Wednesday, 12 August 2015

Spark blog 4 - Persisting Spark DataFrames into DB2


There are several use cases where data in Spark needs to be persisted in a backend database. Enterprise wide analytics may require load of data into Spark from different data sources, apply transformations, perform in-memory analytics and write the transformed data back to a enterprise RDMS such as DB2.

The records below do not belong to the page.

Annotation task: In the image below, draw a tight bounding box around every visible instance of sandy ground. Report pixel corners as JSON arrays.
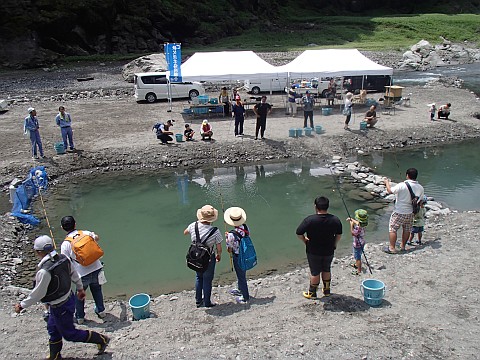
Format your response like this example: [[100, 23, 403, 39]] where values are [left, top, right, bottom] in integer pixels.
[[0, 63, 480, 359]]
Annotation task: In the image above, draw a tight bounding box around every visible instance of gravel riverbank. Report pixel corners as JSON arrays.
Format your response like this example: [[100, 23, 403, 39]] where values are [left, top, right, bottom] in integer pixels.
[[0, 52, 480, 359]]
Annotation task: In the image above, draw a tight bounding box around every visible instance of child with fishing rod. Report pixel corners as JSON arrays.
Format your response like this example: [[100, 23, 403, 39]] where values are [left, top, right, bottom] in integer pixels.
[[223, 206, 250, 304], [347, 209, 368, 275]]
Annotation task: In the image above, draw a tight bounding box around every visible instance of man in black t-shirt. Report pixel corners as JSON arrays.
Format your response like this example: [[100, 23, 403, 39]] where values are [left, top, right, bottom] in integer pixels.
[[253, 95, 272, 140], [296, 196, 342, 299]]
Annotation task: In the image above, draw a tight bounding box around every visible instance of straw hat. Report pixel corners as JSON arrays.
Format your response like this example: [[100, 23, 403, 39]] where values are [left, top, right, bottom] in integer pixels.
[[223, 206, 247, 226], [33, 235, 53, 251], [197, 205, 218, 222], [355, 209, 368, 227]]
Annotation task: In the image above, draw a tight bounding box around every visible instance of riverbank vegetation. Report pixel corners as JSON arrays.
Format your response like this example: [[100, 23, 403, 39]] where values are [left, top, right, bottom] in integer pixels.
[[209, 13, 480, 51]]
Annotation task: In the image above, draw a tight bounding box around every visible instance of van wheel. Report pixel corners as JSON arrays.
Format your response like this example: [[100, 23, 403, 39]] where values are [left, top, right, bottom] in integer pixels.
[[188, 90, 200, 99], [145, 93, 157, 103]]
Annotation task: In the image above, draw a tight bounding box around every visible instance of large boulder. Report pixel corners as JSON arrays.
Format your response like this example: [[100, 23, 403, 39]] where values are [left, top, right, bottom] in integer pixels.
[[122, 54, 167, 82]]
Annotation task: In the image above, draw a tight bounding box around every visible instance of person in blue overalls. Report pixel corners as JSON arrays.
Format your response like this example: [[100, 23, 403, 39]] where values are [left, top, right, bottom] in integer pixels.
[[15, 235, 110, 359], [23, 108, 45, 159], [55, 106, 75, 151]]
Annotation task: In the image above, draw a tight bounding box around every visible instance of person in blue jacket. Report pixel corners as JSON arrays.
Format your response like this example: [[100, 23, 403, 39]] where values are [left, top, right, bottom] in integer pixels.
[[55, 106, 75, 151], [23, 108, 45, 159]]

In this blog, simple techniques are shown using latest Spark release to load data from a JSON file into Spark and write that back into DB2 using DB2 supplied JDBC driver.

Step 1)
Download latest pre-built Spark library (1.4.1) from http://spark.apache.org/downloads.html. With the rapid evolution in Spark, many methods in 1.3 have been deprecated, and it is best to experiment with the latest.

Step 2)
In your Eclipse Scala IDE build path, add Spark library and DB2 JDBC driver as shown below -

Step 3)
Create a json file with following contents -

        { "EMPNO":10, "EDLEVEL":18, "SALARY":152750, "BONUS":1000 }
    { "EMPNO":20, "EDLEVEL":18, "SALARY":94250, "BONUS":800 }

Step 4)
Create a Scala application with following logic -
   1:  val DB2_CONNECTION_URL = "jdbc:db2://localhost:50000/sample:
currentSchema=pallavipr;user=pallavipr;password=XXXXXX;traceFile=
C:/Eclipse_Scala/trace_scala.txt;";
   2:    
   3:    val conf = new SparkConf()
   4:      .setMaster("local[1]")
   5:      .setAppName("GetEmployee")
   6:      .set("spark.executor.memory", "1g")
   7:   
   8:    val sc = new SparkContext(conf)
   9:    val sqlcontext = new SQLContext(sc)
  10:    val path = "C:/Eclipse_Scala/empint.json"
  11:   
  12:    val empdf = sqlcontext.read.json(path)
  13:    empdf.printSchema()
  14:    empdf.show()
  15:    
  16:    Class.forName("com.ibm.db2.jcc.DB2Driver");
  17:    
  18:    val prop = new Properties()
  19:    prop.put("spark.sql.dialect" , "sql"); 
  20:      
  21:    empdf.write.jdbc(DB2_CONNECTION_URL, "PALLAVIPR.EMPLOYEESALARY", prop)


Step 5) 
JSON file is loaded into Spark in Line 12 using new DataFrameReader introduced 
in Spark 1.4.0.
 
Step 6)
DB2 JDBC driver is loaded in Line 16 to carry out the write operation to DB2.
Step 7) 
On running this Scala program, you will see following schema output from 
printSchema method on DataFrame created from JSON file -

 
 
Step 8)
Print of DataFrame using Dataframes show method produces following output-




Step 9)
Final write to DB2 is done using DataFrameWriter jdbc API introduced in 1.4.0 
(as shown in Line 21) which under the covers generate the CREATE TABLE and 
INSERT sql's for table EMPLOYEESALARY.
 
Step 10)
You can verify that the table is created and the JSON data is inserted into 
DB2 using any tool of your choice -


Note that we are working through couple of issues on write back of String data types in DB2 from Spark, however, that should not stop you from experimenting with numeric types. Watch this space for more blogs and updates on DB2-Spark.

Tuesday, 4 August 2015

Spark Blog 3 – Simplify joining DB2 data and JSON data with Spark

Spark SQL gives powerful API to work with data across different data sources using Python, Scala and Java. In this post, we will demonstrate how easily DB2 data (both z/OS and LUW) can be loaded into Spark and joined with JSON data using DataFrames.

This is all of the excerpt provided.